Dem Standort Gmünd komme die Rolle eines „Leit-Werks“zu. Soll heißen, dass von Gmünd aus die entscheidenden Impulse für die weltweite Produktion von Lenkungen ausgehen sollen. Dies gehe mit einem schnellen Reagieren auf globale Anforderungen einher. Das klassische Abarbeiten eines langfristigen Plans gehöre der Vergangenheit an. Dies bedeute nicht zuletzt, dass von Mitarbeitern nicht nur technisches Wissen, sondern auch Verantwortungsgefühl, Kreativität sowie das Arbeiten in interdisziplinären und international besetzten Teams verlangt werde. „Sich nur auf Fertigung zu beschränken, hat für Hersteller keine Zukunft!“, zeigte sich Grosch überzeugt.

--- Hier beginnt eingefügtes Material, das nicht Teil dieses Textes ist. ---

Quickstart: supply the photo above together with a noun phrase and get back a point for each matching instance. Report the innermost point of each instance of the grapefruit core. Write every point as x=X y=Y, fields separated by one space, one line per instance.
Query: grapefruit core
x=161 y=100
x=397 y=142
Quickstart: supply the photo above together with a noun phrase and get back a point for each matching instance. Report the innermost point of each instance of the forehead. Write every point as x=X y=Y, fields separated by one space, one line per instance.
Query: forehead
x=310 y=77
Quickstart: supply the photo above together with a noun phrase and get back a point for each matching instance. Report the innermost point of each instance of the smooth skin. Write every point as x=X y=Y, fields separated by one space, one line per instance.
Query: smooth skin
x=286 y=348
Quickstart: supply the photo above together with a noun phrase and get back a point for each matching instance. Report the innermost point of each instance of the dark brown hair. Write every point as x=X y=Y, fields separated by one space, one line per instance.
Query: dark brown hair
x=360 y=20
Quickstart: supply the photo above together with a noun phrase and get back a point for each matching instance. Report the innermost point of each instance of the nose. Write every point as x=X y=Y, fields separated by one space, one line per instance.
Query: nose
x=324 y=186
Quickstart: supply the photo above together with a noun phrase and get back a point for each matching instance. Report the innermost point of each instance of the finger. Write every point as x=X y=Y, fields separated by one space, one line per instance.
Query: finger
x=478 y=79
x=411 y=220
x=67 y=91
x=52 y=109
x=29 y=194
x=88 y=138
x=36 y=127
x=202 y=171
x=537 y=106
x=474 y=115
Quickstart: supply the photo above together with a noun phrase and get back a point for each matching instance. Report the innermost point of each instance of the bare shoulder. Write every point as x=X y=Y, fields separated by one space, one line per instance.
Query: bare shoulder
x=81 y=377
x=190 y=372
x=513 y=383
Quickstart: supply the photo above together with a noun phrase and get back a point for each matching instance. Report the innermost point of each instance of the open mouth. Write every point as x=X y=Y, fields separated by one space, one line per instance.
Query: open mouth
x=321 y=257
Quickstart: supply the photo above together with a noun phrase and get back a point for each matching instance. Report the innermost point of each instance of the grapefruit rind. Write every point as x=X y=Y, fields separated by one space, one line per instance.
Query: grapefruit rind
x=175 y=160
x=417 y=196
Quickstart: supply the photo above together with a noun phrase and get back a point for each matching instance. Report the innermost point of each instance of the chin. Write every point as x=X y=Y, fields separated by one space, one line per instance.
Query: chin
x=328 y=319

In der Diskussion kam allerdings der Einwand, dass die Digitalisierung auch negative Auswirkungen haben könne. „Es ist klar festzustellen, dass Fähigkeiten wie das Gefühl für Geschwindigkeiten oder das räumliche Vorstellungsvermögen abnehmen, wenn dies dank digitaler Systeme nicht mehr gefordert wird“, warnte ein anwesender Arzt. Und die Frage, wer bei Unfällen mit autonom fahrenden Autos haftet, müsse juristisch geklärt werden.